BELGISCHE SENAAT
________
Zitting 2016-2017
________
23 februari 2017
________
SENAAT Schriftelijke vraag nr. 6-1305

de Jean-Jacques De Gucht (Open Vld)

aan de staatssecretaris voor Armoedebestrijding, Gelijke Kansen, Personen met een beperking, en Wetenschapsbeleid, belast met Grote Steden, toegevoegd aan de Minister van Financiën
________
Federale Wetenschappelijke Instellingen - Directeurs - Benoemingen - Stand van zaken
________
federale wetenschappelijke en culturele instellingen
ondernemingsdirecteur
personeelsbenoeming
________
23/2/2017Verzending vraag
27/6/2017Rappel
3/11/2017Rappel
9/12/2018Dossier gesloten
________
Heringediend als : schriftelijke vraag 6-2112
________
SENAAT Schriftelijke vraag nr. 6-1305 d.d. 23 februari 2017 : (Vraag gesteld in het Nederlands)

U gaf aan luidens diverse krantenartikelen dat u geen nieuwe directeurs benoemt omdat er een hervorming van de Federale Wetenschappelijke Instellingen op de agenda staat. Het koninklijk besluit van 13 april 2008 betreffende de aanduiding en de uitoefening van de management-, staf- en leidinggevende functies in de federale wetenschappelijke instellingen is van toepassing. Heden hebben vier van de tien Federale Wetenschappelijke Instellingen (het Koninklijk Instituut voor het Kunstpatrimonium; de Koninklijke Musea voor Kunst en Geschiedenis, het Koninklijk Belgisch Instituut voor het Ruimte-Aeronomie en het Koninklijk Meteorologisch Instituut) slechts een « waarnemend » algemeen directeur in dienst en dit sinds 2011, dus nu al zes jaar.

Wat betreft het transversaal karakter van de schriftelijke vraag : het wetenschapsbeleid is een transversale gewestelijke en gemeenschapsaangelegenheid. Wat het economische luik betreft zijn de Gewesten bevoegd.
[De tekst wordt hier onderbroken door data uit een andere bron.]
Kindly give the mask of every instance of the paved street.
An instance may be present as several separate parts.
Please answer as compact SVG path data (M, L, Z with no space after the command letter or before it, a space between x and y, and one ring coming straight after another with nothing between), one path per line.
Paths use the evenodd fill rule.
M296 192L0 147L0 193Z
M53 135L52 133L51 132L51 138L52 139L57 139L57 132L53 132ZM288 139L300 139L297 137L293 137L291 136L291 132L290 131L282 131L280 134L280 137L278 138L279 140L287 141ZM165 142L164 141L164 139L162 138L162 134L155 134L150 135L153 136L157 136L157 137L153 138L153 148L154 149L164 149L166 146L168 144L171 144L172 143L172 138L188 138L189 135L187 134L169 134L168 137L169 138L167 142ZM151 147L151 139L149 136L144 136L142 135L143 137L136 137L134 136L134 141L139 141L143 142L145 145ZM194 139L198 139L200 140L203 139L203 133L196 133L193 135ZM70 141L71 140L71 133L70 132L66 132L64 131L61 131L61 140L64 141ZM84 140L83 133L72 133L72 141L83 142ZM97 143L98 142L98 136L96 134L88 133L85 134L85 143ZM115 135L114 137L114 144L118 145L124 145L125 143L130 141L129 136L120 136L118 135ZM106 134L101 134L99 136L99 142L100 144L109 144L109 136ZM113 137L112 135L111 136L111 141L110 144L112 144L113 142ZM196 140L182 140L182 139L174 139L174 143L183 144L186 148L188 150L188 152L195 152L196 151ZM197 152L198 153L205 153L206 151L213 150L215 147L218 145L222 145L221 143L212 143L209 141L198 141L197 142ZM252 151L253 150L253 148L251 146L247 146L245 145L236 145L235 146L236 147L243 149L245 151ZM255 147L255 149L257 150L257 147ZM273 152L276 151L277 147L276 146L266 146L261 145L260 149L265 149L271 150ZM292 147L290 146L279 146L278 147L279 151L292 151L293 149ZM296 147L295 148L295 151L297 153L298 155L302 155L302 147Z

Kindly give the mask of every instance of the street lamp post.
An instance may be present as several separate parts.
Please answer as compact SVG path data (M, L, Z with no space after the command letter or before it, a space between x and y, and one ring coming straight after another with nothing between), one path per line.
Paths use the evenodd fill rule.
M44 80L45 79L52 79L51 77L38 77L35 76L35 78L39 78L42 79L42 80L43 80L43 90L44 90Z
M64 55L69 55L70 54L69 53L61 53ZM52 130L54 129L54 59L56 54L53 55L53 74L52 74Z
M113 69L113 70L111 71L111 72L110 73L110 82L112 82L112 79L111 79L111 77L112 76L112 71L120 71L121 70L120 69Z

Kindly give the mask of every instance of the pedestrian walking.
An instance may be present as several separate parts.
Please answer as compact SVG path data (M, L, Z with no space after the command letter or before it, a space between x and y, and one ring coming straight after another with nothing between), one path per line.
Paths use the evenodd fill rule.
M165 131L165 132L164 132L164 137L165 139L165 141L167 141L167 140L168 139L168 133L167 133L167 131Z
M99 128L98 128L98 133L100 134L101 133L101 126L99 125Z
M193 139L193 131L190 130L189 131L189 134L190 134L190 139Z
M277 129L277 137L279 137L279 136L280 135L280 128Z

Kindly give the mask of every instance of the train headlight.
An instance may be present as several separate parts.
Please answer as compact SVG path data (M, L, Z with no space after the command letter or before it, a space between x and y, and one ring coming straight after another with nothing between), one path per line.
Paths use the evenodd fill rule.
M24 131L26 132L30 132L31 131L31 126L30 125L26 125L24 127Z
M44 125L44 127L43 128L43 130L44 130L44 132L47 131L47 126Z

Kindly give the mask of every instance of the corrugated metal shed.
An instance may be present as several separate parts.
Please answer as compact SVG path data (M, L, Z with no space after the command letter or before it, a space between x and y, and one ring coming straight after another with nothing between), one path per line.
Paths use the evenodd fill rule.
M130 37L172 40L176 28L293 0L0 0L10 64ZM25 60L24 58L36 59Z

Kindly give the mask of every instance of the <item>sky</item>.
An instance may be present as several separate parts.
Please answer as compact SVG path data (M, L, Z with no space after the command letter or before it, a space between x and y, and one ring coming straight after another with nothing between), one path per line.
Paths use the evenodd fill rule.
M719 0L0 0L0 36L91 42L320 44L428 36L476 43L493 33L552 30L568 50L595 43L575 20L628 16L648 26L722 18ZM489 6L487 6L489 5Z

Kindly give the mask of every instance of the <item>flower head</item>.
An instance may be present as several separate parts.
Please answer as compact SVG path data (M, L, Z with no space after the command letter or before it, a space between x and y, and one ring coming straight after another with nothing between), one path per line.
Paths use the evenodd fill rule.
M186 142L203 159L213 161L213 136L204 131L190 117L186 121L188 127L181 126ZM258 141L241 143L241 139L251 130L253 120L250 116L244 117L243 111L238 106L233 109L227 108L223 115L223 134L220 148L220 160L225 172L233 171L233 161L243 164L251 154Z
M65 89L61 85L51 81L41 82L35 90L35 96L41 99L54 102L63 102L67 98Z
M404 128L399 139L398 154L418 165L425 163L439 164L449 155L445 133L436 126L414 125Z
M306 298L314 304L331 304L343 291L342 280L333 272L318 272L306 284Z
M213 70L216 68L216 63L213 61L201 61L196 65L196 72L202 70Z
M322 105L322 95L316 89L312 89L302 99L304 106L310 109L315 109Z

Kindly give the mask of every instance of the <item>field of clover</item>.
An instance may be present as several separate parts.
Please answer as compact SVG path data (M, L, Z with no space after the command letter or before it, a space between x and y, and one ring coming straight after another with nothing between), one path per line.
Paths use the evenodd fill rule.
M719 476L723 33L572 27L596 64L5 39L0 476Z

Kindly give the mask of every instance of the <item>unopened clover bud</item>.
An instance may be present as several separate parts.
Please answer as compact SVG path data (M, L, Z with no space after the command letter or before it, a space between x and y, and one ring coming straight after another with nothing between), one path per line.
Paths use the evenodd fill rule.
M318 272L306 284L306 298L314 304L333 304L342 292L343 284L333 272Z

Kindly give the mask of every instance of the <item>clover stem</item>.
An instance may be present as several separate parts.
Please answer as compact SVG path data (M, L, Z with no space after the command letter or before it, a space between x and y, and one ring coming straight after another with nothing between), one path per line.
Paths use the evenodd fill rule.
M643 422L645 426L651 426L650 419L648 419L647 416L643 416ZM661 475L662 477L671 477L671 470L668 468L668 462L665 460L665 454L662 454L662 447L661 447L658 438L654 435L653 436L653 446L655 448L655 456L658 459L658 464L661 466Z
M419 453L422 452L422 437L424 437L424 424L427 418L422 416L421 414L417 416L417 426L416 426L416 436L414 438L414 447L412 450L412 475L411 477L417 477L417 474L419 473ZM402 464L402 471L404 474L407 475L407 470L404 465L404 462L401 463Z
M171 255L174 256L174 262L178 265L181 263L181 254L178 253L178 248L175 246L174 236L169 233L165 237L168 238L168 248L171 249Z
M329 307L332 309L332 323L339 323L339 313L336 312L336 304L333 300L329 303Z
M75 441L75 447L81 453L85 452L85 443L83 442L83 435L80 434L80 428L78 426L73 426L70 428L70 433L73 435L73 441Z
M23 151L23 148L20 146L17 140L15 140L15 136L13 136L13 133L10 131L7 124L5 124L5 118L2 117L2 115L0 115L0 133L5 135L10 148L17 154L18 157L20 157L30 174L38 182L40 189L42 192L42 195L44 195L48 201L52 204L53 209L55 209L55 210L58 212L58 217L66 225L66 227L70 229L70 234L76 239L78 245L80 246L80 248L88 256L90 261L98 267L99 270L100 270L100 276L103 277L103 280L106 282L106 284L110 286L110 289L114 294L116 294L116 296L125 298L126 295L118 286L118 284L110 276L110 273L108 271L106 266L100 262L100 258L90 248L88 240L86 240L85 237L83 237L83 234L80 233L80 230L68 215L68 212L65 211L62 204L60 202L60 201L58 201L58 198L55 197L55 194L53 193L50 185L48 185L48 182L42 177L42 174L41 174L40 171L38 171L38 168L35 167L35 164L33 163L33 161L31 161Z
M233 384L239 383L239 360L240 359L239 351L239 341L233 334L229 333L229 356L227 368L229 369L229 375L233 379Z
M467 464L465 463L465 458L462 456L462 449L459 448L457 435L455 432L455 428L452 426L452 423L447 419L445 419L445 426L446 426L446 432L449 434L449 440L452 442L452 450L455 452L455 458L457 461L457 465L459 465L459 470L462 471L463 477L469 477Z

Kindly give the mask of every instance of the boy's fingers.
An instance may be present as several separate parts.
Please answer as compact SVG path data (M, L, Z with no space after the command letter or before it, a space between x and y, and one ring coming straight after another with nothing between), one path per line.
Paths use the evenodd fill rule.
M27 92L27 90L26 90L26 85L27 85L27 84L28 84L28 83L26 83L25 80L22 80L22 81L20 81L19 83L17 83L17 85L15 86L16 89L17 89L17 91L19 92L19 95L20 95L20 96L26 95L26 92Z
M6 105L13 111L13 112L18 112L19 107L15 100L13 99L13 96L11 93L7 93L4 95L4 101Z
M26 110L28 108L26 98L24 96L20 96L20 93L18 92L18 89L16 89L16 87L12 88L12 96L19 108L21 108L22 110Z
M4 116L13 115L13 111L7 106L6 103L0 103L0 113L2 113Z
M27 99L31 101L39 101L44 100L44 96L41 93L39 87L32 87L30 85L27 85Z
De Gemeenschappen zijn bevoegd voor onder meer het luik opleiding en deels wat betreft het wetenschappelijk onderzoek.

In het regeerakkoord werd afgesproken de federale wetenschappelijke instellingen te hervormen waarbij de nadruk ligt op verzelfstandiging en alvast wat mij betreft het behoud van de kwaliteit van onze wetenschappelijke instellingen moet gegarandeerd worden.

Ik had hieromtrent dan ook volgende vragen :

1) Bent u het met me eens dat degelijk bestuur bij de Federale Wetenschappelijke Instellingen gediend wordt met een bestuur dat een effectief mandaat heeft en geen waarnemend mandaat ? Zo ja, kan u toelichten hoe u hiervan werk gaat maken ?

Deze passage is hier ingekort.